As for Hillary’s mushy position on war stuff, who knows, maybe it’s not that far from my own. Still gonna wear the t-shirt and vote for someone else, though. (Nothing against Ms. Federman, though, who I think sympathizes with many of my views and will no doubt do a bang-up job on Dec. 5 — come find out.)

6 comments:

Red Stapler said...

You wear t-shirts?

Todd Seavey said...

Only for the right cause: maybe at the debate I should wear the one that shows the Tazmanian Devil devouring a day-glo peace sign, the shirt Michael Malice denounced as my “rave shirt” in our _Style Court_ appearance.
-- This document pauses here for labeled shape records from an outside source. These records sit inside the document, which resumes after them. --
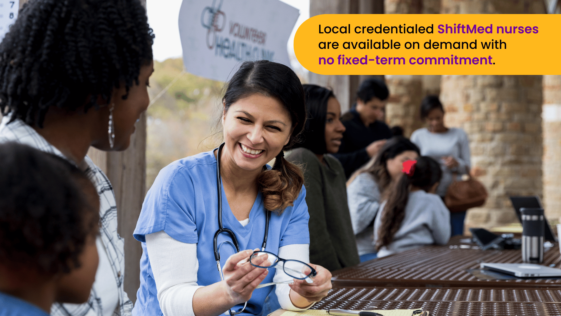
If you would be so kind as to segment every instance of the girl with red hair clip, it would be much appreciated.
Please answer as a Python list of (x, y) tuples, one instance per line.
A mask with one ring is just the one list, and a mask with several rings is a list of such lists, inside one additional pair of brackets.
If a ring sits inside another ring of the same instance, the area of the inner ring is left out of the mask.
[(374, 221), (378, 258), (450, 239), (450, 213), (435, 194), (442, 176), (438, 162), (422, 156), (404, 161), (402, 171)]

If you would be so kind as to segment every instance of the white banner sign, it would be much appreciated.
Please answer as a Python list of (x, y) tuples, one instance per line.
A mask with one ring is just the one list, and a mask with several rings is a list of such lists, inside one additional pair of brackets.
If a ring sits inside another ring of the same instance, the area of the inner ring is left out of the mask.
[(286, 46), (298, 15), (279, 0), (183, 0), (179, 31), (185, 69), (227, 81), (244, 60), (289, 66)]
[(4, 38), (10, 26), (16, 21), (19, 9), (20, 0), (0, 0), (0, 40)]

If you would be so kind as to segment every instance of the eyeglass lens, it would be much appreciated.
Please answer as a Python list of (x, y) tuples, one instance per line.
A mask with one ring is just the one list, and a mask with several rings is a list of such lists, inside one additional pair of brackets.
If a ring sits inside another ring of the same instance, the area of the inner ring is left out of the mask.
[(283, 266), (284, 273), (293, 278), (304, 279), (312, 273), (310, 267), (304, 263), (294, 260), (287, 260)]
[[(261, 251), (254, 252), (250, 258), (250, 263), (259, 268), (269, 268), (278, 261), (279, 258), (277, 256)], [(284, 263), (278, 262), (276, 267), (279, 269), (282, 267), (285, 273), (300, 279), (306, 278), (312, 272), (309, 265), (302, 261), (294, 260), (284, 260)]]

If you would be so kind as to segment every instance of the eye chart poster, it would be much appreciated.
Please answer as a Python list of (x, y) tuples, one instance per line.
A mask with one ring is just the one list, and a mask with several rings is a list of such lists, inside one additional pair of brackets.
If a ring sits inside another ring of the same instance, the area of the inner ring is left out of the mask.
[(0, 0), (0, 40), (13, 24), (17, 18), (17, 11), (20, 8), (20, 0)]

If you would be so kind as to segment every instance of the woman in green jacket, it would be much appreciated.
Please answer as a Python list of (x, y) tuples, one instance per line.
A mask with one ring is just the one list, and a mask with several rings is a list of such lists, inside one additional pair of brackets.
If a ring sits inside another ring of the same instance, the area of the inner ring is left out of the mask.
[(330, 271), (360, 262), (347, 203), (344, 170), (337, 152), (345, 127), (332, 91), (304, 85), (308, 118), (302, 141), (287, 160), (302, 165), (310, 213), (310, 260)]

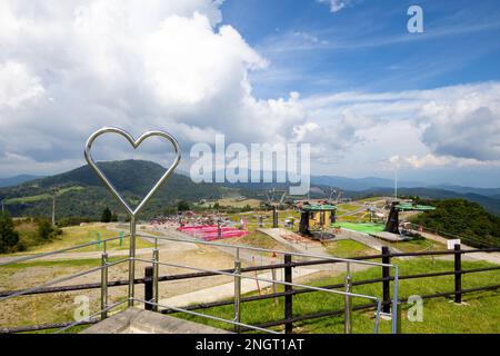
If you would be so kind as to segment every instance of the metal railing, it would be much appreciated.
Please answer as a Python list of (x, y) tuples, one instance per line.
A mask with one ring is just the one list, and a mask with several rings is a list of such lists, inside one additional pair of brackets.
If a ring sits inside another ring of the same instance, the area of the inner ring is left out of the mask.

Others, though, have included Kaplan medical test prep, a warning about landmines in Cambodia, “I think, therefore I cannot be a socialist,” “Nuke their ass and take the gas” (Dad found that one in a trash can for me, to use in a biker gang Halloween costume one year in college — a costume in which I briefly spoke to Martha Nussbaum, I now recall — but it works for any oil-related war), Reason, Reason.tv, “Have you talked to your kids about Free-Market.net,” Wisconsin (from the wedding of the guy who founded Free-Market.net), the Red Bank Film Festival, a now self-parodic freebie one for wacky Mel Gibson’s movie _Conspiracy Theory_, a Simpsons knockoff created by Brown University and future Clinton speech writer Jeff Shesol (who put up with my mass-e-mails while in the job, bless him), “Beth’s ACSH Hoodlums” (biker-gang-style, inspired by an insult directed at my workplace), Bureaucrash’s “Try Capitalism” Coke-parody shirt (you have to stop viewing that one when you reach an odd-numbered level of irony or it helps the enemy), Heineken (from the days when Dawn Eden hosted trivia contests instead of promoting chastity for a living), and most recently some videogame company that gave out t-shirts when Scott and I went to Kaiju Big Battel, though we both agree it would have been much cooler to just have Kaiju Big Battel t-shirts.

Brain said...

I’m considering getting drunk.

No. Better not. I’ll be sober.

Carney might be drunk. Don’t know about Miss Federman. Maybe we’ll get Mister Seavey drunk.

Brain said...

That or we’ll say seditious things.

Sarah Federman said...

Will be sober. Not a good idea to be drunk when one is carrying a big stick.

John Carney said...

I wish someone had told me that last night, Sarah.